I didn’t run and I am still here currently fine…
We were advised when speaking to Dr Hembry last week that we shold mention ‘antisense’ to Dr Nesselhut. Not really knowing much about it we did. Here is a link to general terms of what it is; http://en.wikipedia.org/wiki/
He said that he didn’t believe that breast canSer was caused by a virus but more by a bacterial infection that goes in through the nipple. I guess that makes sense. But we all know that triple negative seems to be tricky and nothing is really the norm when it comes to TNBC. That said I had my blood taken to have a range of blood tests to see if I have any virus harbouring inside my body. No doubt it will be pricey but it would be interesting to know what is happening inside of me.
We travelled to the airport and made our way home. I long for home when I feel poorly. My bed was calling me and after a (bad) night’s sleep I do actually feel better.
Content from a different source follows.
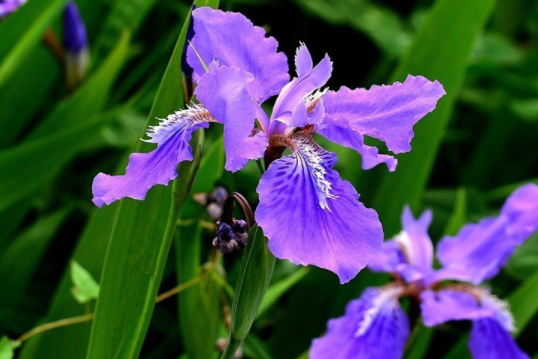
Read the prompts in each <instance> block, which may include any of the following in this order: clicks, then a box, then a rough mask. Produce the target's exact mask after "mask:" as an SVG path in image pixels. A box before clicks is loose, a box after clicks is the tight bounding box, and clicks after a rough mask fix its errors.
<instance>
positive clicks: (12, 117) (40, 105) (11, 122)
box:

I don’t have cramps any more but do feel a bit light headed. I don’t think I will be exercising today but I do want to start eating.
There is much to be done, especially for Pete. He is trying so hard to run his business successfully and raise enough funds for treatments. But it is all worthwhile. As long as I can stay well and have options ahead of me then its great news.
Dr Nesselhut gave us an analogy of the different kinds of input we as ‘incurable’ canSer patients are give from ‘regular’ doctors. A man wants to climb a mountain. At the bottom the guide says, ‘You won’t make it. Don’t risk it’. The man climbs and gets half way to a hut for a drink. The bar man says, ‘You won’t make it to the summit, you will never do it’.
But, what if the guide at the bottom says, ‘You can do this, you can make it to the top.’ Then at the hut, the bar man says, ‘you’re halfway, you can reach the summit, keep going!’
Dr Nesselhut became very animated and was very passionate about it. Bless him. We understood loud and clear what he wants us to do. I won’t give up. I just cope better when I’m not feeling yucky from a stomach upset!
All in all it was a very successful trip and the highlight was meeting our new friends. We hope to see them again someday with hopefully amazing news.